Frankly, the only real and valid reason is the previously mentioned: they've likely got the money and don't mind spending it for the ecosystem. And if they like it... Who are we to interfere? Aside from pointing out how massively they're overpaying, but they've gotta be able to handle that if they're willing to publish an article like this
I heard we had a 7 figure annual compute spend, and IIRC we only had a few hundred requests per second peak plus some batch jobs for a few million accounts. A single $160 N100 minipc could probably handle the workload with better reliability than we had if we hadn't gone down that particular road to insanity.
You can read a little bit more about my analytics setup here:
https://joeldare.com/private-analtyics-and-my-raspberry-pi-4...
Heh, remind me of a discussion I had with a coworker roughly 6 month ago. I tried to explain to them that the ability to scale each microservices separately almost never improves the actual performance of the platform as a whole - after all, you still need to have network calls between each service and could've also just started the monolith twice. And that would've most likely even needed less RAM too, even if each instance will likely consume more - after all, you now need less applications running to serve the same request.
This discussion took place in the context of a b2e saas platform with very moderate usage, almost everything being plain CRUD. Like 10-15k simultaneous users making data entries etc.
I'm always unsure how I should feel after such discussions. On the one hand, I'm pretty sure he probably thinks that I'm dumb for not getting microservices. On the other hand... Well... ( ꈍ ᴗ ꈍ )
"Andy giveth, and Bill taketh away."
Computers keep getting faster (personified as Andy Grove, from Intel), and software keeps getting slower (Bill Gates, from Microsoft).
If you can understand programming, you can understand Linux. Might take a while to be really confident, but do you need incredible confidence when you have backups? :)
Especially with that meme he showed about vercel is laws +500% markup lmaoo
Don't be afraid of computers, don't be the pink elephant!
Is the author even getting paid for their services though? If they aren't then why would they care? I don't mean that as rude as it sounds, but why would they pay that much money so people can use their product for free?
It’s a systemic problem. You’re going to loose the battle against human nature: Ever noticed how, after moving from a college dorm into a house, people suddenly manage to fill all the space with things? It’s not like the dorm was enough to fit everything they ever needed, but they had to accommodate themselves to it. This constraint is artificial, exhausting to keep up, and, if gone, will no longer be adhered to.
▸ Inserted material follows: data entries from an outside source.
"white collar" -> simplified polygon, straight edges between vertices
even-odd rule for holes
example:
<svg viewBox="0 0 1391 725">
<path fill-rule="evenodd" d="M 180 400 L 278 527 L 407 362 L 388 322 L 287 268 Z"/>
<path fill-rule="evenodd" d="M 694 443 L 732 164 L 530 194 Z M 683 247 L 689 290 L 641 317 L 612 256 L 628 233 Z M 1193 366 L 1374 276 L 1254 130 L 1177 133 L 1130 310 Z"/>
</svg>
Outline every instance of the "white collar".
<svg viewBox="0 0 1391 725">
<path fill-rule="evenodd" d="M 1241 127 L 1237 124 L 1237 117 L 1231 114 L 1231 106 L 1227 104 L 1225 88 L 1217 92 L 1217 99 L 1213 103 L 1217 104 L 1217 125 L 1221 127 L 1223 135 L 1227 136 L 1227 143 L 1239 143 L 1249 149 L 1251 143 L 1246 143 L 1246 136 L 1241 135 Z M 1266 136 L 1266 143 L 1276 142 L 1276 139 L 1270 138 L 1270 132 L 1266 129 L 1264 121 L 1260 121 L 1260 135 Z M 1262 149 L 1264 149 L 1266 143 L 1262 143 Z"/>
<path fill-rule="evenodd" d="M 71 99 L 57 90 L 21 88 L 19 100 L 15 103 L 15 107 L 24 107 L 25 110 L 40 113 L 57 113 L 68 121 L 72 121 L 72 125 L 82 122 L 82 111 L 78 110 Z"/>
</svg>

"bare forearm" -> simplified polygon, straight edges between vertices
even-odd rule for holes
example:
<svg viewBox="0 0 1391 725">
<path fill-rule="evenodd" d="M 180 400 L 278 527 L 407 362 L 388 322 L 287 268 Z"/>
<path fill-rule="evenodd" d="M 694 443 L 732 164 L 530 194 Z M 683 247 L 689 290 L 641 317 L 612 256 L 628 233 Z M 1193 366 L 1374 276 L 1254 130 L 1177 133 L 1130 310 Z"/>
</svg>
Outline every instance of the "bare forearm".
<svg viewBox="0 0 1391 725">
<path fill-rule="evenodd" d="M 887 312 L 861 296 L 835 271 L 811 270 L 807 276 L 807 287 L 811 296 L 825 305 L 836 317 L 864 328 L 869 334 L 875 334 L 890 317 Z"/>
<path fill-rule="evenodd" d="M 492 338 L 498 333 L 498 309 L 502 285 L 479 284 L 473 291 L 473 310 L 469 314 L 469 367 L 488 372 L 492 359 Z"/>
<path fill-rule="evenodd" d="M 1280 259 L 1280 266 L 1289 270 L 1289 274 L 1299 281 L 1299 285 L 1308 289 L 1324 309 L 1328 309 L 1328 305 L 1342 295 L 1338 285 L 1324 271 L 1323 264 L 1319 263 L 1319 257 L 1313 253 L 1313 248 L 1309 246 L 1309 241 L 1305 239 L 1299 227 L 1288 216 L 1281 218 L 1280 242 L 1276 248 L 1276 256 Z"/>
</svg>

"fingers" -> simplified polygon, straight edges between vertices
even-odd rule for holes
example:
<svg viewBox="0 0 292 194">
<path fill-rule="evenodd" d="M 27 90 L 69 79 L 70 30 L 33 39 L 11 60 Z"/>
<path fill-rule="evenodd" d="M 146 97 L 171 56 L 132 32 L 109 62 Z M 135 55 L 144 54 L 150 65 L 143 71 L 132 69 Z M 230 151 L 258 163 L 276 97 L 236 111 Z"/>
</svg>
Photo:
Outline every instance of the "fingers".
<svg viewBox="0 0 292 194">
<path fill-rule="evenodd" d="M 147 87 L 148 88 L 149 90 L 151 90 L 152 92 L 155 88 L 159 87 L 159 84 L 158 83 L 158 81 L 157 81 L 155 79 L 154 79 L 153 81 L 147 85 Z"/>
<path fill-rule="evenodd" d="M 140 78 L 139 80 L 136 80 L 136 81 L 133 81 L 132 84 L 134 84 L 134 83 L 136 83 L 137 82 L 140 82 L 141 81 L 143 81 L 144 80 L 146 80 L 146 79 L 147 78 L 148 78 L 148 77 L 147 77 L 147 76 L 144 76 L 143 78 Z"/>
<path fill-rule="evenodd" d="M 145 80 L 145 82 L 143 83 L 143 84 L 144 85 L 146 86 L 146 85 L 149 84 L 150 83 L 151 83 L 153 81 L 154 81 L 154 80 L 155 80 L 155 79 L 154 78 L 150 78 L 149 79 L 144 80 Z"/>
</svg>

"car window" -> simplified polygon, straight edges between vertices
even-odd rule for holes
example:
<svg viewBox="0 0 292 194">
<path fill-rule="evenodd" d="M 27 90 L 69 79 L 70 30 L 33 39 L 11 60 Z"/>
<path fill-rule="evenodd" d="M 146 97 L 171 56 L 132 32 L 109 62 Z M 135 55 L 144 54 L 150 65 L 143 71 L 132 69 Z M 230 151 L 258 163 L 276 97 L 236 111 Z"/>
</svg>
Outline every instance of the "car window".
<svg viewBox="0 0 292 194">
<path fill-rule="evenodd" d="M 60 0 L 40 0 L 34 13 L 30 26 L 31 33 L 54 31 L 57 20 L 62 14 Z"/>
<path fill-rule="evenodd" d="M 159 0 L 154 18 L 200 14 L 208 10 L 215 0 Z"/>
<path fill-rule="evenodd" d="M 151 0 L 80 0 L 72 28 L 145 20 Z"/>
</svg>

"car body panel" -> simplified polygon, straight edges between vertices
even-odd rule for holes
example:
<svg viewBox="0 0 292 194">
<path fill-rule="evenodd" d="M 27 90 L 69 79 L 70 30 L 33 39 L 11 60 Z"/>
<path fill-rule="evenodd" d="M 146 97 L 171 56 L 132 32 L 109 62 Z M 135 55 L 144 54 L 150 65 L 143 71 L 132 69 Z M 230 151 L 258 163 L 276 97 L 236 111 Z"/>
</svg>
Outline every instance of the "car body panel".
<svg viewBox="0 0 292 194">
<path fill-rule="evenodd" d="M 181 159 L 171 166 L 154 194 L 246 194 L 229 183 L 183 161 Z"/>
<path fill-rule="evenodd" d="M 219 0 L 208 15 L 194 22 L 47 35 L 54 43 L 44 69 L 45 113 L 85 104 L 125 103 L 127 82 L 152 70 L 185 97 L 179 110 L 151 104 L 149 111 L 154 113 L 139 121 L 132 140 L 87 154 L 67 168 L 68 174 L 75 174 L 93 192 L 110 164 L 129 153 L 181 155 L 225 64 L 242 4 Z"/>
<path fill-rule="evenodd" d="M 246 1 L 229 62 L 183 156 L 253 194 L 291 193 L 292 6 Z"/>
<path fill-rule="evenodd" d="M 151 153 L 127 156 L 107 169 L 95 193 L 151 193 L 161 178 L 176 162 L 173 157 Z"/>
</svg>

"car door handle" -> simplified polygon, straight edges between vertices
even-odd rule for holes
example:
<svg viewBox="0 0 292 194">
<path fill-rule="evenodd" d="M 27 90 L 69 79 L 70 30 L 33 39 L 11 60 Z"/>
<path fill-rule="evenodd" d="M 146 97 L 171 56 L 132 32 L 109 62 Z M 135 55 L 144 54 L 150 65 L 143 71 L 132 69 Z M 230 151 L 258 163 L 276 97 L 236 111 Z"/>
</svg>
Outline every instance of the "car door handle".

If a computer suddenly becomes more powerful, developers aren’t going to keep up their good habits performance optimisation, because they had those only out of necessity in the first place.
Okay, am I crazy or can you not really solve this without going full on multi-region setup of everything? Maybe your web server is closer to them but database requests are still going back to the "main" region which will have latency.
It does feel like the tech community as a whole has forgotten how simple and low resource usage hosting most things is, maybe due to the proliferation of stuff like AWS trying to convince us that we need all this crazy stuff to do it?
I agree with this statement for normal people. Not for software developers. You're just begging for stagnation. Your job is literally dealing with computers and making them do neat stuff. When you refuse to do that because "computers should be making my life easier" you should really find another line of employment where you're a consumer of software, not a producer.